Chuvas danificam sistemas da Casal e afetam abastecimento de água de vários municípios de Alagoas

As chuvas torrenciais que caíram ultimamente em Alagoas causaram diversos problemas aos sistemas de abastecimento de água da Companhia de Saneamento de Alagoas (Casal), como inundações de unidades operacionais, rompimento de adutoras, danos e obstrução de equipamentos e impossibilidade de tratamento da água por excesso de turbidez.
As ocorrências foram registradas em 19 dos 77 municípios operados pela Companhia. Os casos mais complicados aconteceram na região Leste, com maior gravidade em Jacuípe, onde a estação de captação foi inundada e o acesso interrompido. Outras alternativas de abastecimento, com o carro-pipa, também foram impossibilitadas de utilização, uma vez que a cheia do rio Jacuípe invadiu toda a cidade.
De acordo com o superintendente de Negócio do Interior, da Casal, Eduardo Henrique, a Companhia ainda não concluiu o levantamento dos prejuízos, tendo em vista que em algumas cidades, a exemplo de Jacuípe, não foi possível ter acesso aos equipamentos danificados. Há situações em que, embora as chuvas tenham elevado os níveis dos mananciais, como ocorreu com a barragem Carangueja e a de Paulo Jacinto, a água ainda não pode ser captada e bombeada devido ao excesso de lama e outros materiais que impedem o tratamento e a distribuição.
“Todos o nosso corpo técnico-operacional está mobilizado para atender, com prioridade, os casos em que o abastecimento ficou comprometido em decorrência do excesso de chuva”, salientou o presidente da Casal, Clécio Falcão. Ele disse que a empresa não medirá esforço para recuperar, no menor espaço de tempo possível, os sistemas danificados, a exemplo do de Jacuípe. Neste município, os serviços de recuperação ainda não puderam começar porque a água do rio Jacuípe ainda não baixou o suficiente para que os técnicos tenham acesso ao local.

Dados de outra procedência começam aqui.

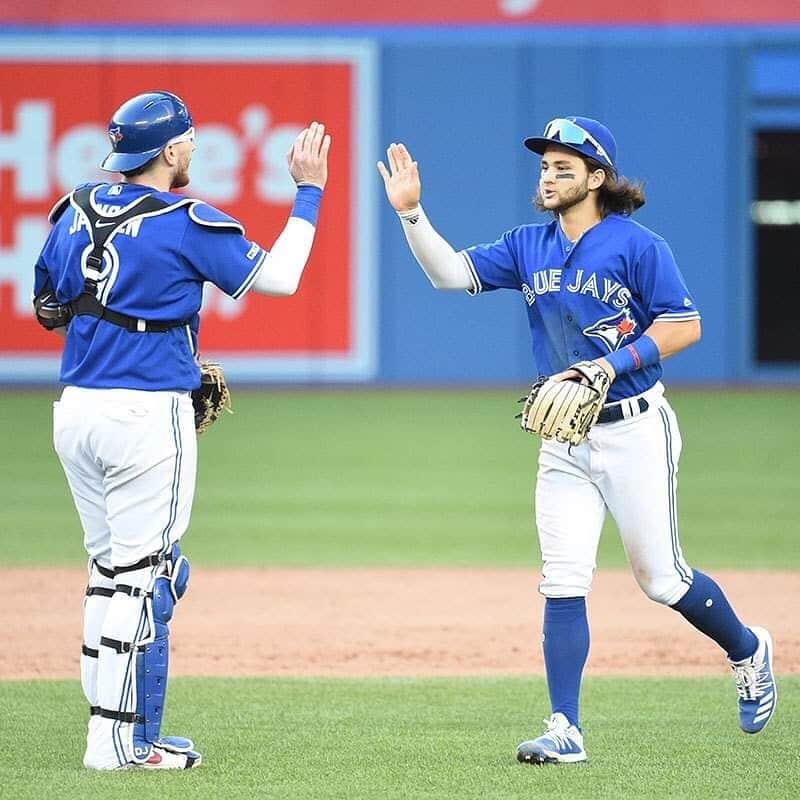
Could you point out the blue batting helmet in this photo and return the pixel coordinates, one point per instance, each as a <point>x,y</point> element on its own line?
<point>142,127</point>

OS MUNICÍPIOS AFETADOS – As chuvas afetaram os sistemas que a Casal opera nos municípios de Jacuípe (captação inundada), Murici (impossibilidade de acesso às duas estações de tratamento de água – Cachoeira e Cansanção), Flexeiras (rompimento de adutora de água bruta), Novo Lino (obstrução da válvula da adutora de água bruta), Jundiá (dificuldade de tratamento da água devido a turbidez).
A mesma situação de Jundiá – dificuldade de tratamento da água – ocorre em Barra de São Miguel e Pilar; Joaquim Gomes (danos ao flutuante do sistema de captação), Rio Largo (rompimento da adutora de água bruta), Colônia Leopoldina (obstrução da adutora de água bruta), Capela (estação elevatória e equipamentos inundados, além de rompimento de adutora), Paulo Jacinto (perda da tomada de água, impossibilitando a captação), Quebrangulo (rompimento da adutora), Anadia (impossibilidade de tratamento da água), Igreja Nova (rompimento da adutora de água tratada), Arapiraca – parte alta (abastecimento está prejudicado porque a estação de tratamento da cidade não está operando de forma contínua devido à turbidez da água do rio São Francisco, onde é feita a captação por meio do sistema coletivo novo do Agreste) – esta situação também afeta o abastecimento de Craíbas e Igaci, que são atendidos pelo mesmo sistema; Maceió (quedas de barreira e de árvore danificaram instalações elétricas do Sistema Aviação).